Bronchial asthma has received attention as a risk factor for frequent exacerbation of COPD. A primary care population study showed that comorbidities including bronchial asthma are independent factors for moderate-to-severe exacerbations over 1 year in patients with COPD.¹⁴ Furthermore, asthma-COPD overlap syndrome (ACOS) is related to increased frequency and severity of exacerbations and hospitalizations.^15,16 Given that decline of lung function is faster in mild-to-moderate COPD patients than in patients with severe or very severe COPD¹⁷ and exacerbations accelerate the deterioration in lung function,^1,2 it is necessary to explore whether bronchial asthma is associated with severe exacerbations in COPD patients with mild-to-moderate airflow limitations. However, as patients with mild-to-moderate COPD have lower rates of hospital use and relatively infrequent severe exacerbations compared with those with severe COPD, data from clinical interventional studies are limited.

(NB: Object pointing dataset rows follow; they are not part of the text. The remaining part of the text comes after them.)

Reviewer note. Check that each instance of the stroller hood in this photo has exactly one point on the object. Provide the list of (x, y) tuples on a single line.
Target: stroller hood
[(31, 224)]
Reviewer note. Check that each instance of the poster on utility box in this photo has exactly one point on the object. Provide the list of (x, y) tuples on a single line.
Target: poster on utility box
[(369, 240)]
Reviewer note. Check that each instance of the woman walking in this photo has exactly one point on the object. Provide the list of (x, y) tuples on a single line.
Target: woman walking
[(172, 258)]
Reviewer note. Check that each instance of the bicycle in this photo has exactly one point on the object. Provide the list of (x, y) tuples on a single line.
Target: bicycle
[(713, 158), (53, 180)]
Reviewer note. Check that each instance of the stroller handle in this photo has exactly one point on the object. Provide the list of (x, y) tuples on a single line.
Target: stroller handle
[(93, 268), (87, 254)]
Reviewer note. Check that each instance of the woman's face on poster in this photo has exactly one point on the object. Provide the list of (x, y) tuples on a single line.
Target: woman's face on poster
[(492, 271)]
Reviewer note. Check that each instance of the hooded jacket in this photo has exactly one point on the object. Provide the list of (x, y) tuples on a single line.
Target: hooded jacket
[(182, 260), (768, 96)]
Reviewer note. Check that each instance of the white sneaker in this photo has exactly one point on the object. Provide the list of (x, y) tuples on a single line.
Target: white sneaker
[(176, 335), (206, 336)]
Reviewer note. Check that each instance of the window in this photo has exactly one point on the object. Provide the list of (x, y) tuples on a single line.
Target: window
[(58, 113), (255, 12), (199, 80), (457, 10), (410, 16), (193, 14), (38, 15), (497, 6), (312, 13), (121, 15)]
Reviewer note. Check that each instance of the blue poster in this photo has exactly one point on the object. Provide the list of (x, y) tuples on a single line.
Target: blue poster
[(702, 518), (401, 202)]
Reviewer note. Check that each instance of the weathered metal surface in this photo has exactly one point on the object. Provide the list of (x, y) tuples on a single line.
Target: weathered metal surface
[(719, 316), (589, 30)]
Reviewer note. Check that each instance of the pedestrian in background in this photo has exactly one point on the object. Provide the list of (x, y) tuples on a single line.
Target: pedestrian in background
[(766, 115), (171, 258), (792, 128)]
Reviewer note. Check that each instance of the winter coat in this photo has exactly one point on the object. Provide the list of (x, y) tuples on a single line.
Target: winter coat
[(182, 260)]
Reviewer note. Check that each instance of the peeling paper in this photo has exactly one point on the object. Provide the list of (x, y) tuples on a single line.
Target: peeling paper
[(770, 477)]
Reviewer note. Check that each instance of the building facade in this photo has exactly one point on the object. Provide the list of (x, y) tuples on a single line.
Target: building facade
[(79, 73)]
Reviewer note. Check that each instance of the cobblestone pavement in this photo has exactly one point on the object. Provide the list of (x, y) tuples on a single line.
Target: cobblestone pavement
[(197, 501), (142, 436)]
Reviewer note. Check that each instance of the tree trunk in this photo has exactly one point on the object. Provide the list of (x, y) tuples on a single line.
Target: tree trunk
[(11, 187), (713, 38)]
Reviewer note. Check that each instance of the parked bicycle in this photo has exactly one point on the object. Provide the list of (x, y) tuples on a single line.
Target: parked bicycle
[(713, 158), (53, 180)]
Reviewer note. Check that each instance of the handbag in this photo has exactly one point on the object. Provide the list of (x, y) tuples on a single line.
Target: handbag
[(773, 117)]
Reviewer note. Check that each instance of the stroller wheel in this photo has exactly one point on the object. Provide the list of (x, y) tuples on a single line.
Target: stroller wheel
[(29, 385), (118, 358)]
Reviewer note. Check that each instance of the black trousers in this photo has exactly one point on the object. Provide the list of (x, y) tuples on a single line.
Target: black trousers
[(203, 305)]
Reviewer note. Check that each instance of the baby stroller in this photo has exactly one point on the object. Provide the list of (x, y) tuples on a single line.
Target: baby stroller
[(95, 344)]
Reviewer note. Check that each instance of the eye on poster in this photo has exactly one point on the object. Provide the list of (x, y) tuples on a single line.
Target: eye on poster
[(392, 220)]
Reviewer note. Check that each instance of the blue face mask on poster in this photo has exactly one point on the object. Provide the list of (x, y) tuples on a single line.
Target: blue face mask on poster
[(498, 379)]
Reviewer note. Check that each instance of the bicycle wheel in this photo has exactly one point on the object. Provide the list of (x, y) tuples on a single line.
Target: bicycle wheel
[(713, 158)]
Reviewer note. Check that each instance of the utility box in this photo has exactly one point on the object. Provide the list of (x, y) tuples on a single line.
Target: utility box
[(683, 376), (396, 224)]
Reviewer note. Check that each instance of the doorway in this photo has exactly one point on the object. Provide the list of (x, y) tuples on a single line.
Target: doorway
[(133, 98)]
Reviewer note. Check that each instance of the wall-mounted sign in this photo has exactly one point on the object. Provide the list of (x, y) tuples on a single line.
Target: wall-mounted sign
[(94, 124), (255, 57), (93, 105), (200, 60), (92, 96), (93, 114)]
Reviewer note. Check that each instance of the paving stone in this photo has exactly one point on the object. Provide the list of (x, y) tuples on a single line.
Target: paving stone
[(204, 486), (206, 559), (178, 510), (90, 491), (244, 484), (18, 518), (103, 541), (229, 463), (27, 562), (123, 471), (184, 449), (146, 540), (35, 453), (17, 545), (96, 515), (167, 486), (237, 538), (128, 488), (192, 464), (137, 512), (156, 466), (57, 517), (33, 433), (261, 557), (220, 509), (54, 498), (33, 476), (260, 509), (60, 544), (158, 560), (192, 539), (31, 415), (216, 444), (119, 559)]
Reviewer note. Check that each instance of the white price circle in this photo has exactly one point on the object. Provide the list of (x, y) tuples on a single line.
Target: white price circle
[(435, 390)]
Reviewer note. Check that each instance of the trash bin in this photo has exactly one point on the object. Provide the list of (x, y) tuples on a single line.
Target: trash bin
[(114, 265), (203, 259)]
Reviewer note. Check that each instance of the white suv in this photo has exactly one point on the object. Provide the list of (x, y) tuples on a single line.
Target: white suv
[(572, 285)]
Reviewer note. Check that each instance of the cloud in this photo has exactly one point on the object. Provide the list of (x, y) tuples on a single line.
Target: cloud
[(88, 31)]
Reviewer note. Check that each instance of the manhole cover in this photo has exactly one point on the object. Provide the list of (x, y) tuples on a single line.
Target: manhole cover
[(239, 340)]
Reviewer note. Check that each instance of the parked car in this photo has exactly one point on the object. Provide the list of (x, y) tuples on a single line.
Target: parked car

A moderate exacerbation is defined when a patient with an exacerbation is treated with specific antibiotics or oral corticosteroids.¹⁸ COPD patients often receive prescription of both antibiotics and prednisone for COPD exacerbation action plan in the clinics and are educated to increase the frequency of inhaler use or to initiate these medications on worsening symptoms including dyspnea, sputum color change, or sputum volume increase. Thus, the number of moderate exacerbations based on prescription records and event coding of National Health Insurance (NHI) data is probably inaccurate due to the possibility of steroid or antibiotic prescriptions for COPD exacerbation action plans or the possibility of an unrecorded exacerbation event. A severe exacerbation is defined as an exacerbation requiring hospital admission or a visit to the emergency department.¹⁸ As all diagnostic and medication records during a hospital admission or emergency department visit are sent to NHI for the reimbursement, the number of severe exacerbation based on NHI data is more reliable. Thus, our study concerns severe exacerbations as an outcome.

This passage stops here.